In a prospective application of PPIscreenML, however, the DockQ score will not be known a priori (since this requires an experimentally defined structure, which itself is evidence of an interaction). To ensure a realistic estimate of the performance that can be expected in future prospective experiments, complexes with structures that were mis-predicted by AF2 were not excluded from the test set. Accordingly, active pairs that are not correctly classified by PPIscreenML may occur either because AF2 builds a poor model, or because PPIscreenML fails to recognize a well-built model as an interacting pair. While the test set performance thus reflects more than the success of PPIscreenML, this strategy enhances confidence that the observed test set performance will carry forward to prospective applications in the future.
With respect to creating a set of decoy complexes (for both training and testing), it is essential that the decoys suitably represent the types of inactive complexes expected to be encountered in prospective applications. In particular, decoys that can be dismissed as inactive based on trivial criteria offer little benefit in developing PPIscreenML: rather, we prioritized building a set of extremely compelling decoys (Adeshina et al., 2020), so that training would be impelled to find a more sophisticated and nuanced model for classification.

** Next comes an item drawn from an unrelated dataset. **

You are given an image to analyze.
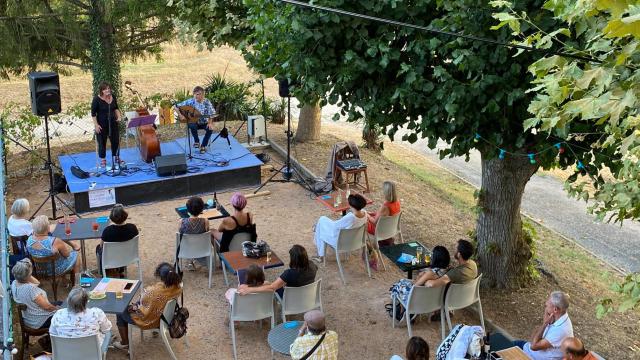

To build a set of compelling decoys (Figure 1A), we began by using each active complex as a template. For each component protein in the complex, we identified its closest structural analog (based on TM-score; Zhang and Skolnick, 2004) among all other proteins in our collection. Despite the fact that homologs had been excluded from our dataset on the basis of sequence identity, close structural matches could nonetheless be identified in most cases (Figure 1—figure supplement 1B): 87% of the proteins in our set were paired with a structural analog having TM-score greater than 0.5, a cutoff far beyond that which is observed between random protein pairs (Xu and Zhang, 2010). The structural analog for each component protein was then superposed onto the template in the active complex, providing a crude model of these two (presumably) noninteracting proteins that structurally resembles an active complex (Figure 1B). As noted earlier, the planned application of PPIscreenML is to distinguish AF2 models of active pairs from AF2 models of inactive pairs: as for the active pairings, we therefore used the sequences of the component proteins in each of these ‘decoy’ complexes to build five AF2 models for each.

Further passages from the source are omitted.